Looking into Phantom Mice

These are just about the creepiest cute things (or maybe cutest creepy things) I can ever remember seeing at the APS March meeting. Even better, they are called phantom mice.

Although I'm sure they'd be loads of fun to play with, and would scare the daylights out of Mathelete if they happened to turn up in her desk or fish tank unexpectedly, they're actually part of an educational system for teaching the physics of medical imaging to med school students.

The little transparent mice are made of (I kid you not) Martha Stuart approved silicone. They go inside a canister that is part of a scanner that works just like the sort of CT scanner you could find in a hospital, except without the dangerous X-rays.
Instead, this scanner uses red light to help future docs learn the general principles of computed tomography. They call it the DeskCat, which is why the folks at Modus Medical decided to make their little test subjects in the shape of mice

The red light in the DeskCat basically projects a shadow of the phantom mouse on a CCD sensor like the one in a digital camera. By taking lots of images from different angles, you can use a computer to build up a 3-d image. 
If the light penetrates into the subject, as would happen with an x-ray CT machine scanning a person or red light passing through a silicone mouse, you can make very detailed 3-d images of the inside as well as the outside.

Things used to test and calibrate CT scanners are called phantoms, and these two phantom mice are specially made to demonstrate the DeskCat. Some of the material inside the mice has slightly different optical properties, which interacts differently with the light than other portions. In this case, the other type of material is in the shape of a brain.
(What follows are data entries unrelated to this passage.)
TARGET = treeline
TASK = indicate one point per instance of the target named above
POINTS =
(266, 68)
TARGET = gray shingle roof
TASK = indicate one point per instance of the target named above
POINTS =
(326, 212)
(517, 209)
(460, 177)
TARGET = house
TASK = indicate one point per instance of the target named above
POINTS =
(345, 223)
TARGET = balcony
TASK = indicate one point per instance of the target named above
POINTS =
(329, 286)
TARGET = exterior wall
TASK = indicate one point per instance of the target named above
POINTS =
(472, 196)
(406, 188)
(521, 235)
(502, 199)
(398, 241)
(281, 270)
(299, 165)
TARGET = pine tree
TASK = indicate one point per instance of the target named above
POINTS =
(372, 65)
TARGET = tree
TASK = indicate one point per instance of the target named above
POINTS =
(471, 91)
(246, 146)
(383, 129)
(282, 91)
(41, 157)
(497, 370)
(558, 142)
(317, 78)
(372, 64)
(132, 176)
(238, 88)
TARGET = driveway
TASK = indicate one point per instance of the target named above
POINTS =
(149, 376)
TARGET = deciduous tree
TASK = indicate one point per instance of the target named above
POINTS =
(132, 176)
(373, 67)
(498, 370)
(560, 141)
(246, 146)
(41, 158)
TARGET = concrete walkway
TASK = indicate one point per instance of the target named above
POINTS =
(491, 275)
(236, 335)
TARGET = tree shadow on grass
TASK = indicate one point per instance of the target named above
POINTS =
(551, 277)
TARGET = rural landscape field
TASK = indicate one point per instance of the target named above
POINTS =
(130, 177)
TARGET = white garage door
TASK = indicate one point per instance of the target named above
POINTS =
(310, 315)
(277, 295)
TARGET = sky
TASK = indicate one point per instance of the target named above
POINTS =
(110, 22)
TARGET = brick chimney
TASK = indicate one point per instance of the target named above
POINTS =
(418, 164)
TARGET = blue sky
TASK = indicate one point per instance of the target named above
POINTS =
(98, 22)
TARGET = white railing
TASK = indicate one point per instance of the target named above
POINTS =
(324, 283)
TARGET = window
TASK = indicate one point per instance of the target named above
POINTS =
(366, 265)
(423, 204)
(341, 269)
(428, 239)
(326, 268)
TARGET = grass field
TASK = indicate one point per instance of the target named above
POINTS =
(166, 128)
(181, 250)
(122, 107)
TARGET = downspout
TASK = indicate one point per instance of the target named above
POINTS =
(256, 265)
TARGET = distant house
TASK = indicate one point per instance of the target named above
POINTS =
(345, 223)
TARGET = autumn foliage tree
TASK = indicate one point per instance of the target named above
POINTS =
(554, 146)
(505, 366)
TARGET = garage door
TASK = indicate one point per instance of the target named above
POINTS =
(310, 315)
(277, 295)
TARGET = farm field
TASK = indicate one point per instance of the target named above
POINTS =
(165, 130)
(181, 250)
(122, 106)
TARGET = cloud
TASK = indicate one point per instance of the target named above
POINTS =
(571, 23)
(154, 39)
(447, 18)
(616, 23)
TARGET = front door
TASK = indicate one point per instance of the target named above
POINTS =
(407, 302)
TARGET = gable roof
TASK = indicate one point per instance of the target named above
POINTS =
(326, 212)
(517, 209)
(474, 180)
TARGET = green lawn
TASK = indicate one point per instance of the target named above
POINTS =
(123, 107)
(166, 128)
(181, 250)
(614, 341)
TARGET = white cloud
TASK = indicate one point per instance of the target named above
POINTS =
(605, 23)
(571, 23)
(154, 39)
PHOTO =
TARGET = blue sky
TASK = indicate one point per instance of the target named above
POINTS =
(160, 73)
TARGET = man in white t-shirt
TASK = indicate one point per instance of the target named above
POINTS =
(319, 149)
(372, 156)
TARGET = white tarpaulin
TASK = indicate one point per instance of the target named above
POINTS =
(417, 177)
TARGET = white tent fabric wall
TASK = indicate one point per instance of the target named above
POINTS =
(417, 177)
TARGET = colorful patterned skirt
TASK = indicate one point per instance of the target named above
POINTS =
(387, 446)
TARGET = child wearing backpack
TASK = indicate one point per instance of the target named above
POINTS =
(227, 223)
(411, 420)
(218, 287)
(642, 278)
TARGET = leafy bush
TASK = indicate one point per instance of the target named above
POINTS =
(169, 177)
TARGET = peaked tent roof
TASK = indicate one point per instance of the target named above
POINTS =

You can't see it with your naked eye, but it shows up clearly when the mouse is in the DeskCat.
 Jennifer Dietrich is a medical biophysicist with Modus who demonstrated the scanner for me in the exhibition hall at the Boston Convention Center. She generally images the the mouse, but she says you can scan anything that is transparent and small enough to fit into the sample jar. Unfortunately, my official APS yo-yo was too big. I'm going to try to get back later today with a pack of gummy bears.
In the meantime, here's a video of Jennifer running her machine to give me a look inside the phantom mouse.



  1. What a great educational tool! Love the mice!

    How about hooking the output of the CAT scanner up to a 3D can make more mice, and simulate genetic mutations when the copies don't look quite like their parent :^)

  2. Bjarne, what a great and mildly disturbing idea! I'm for it.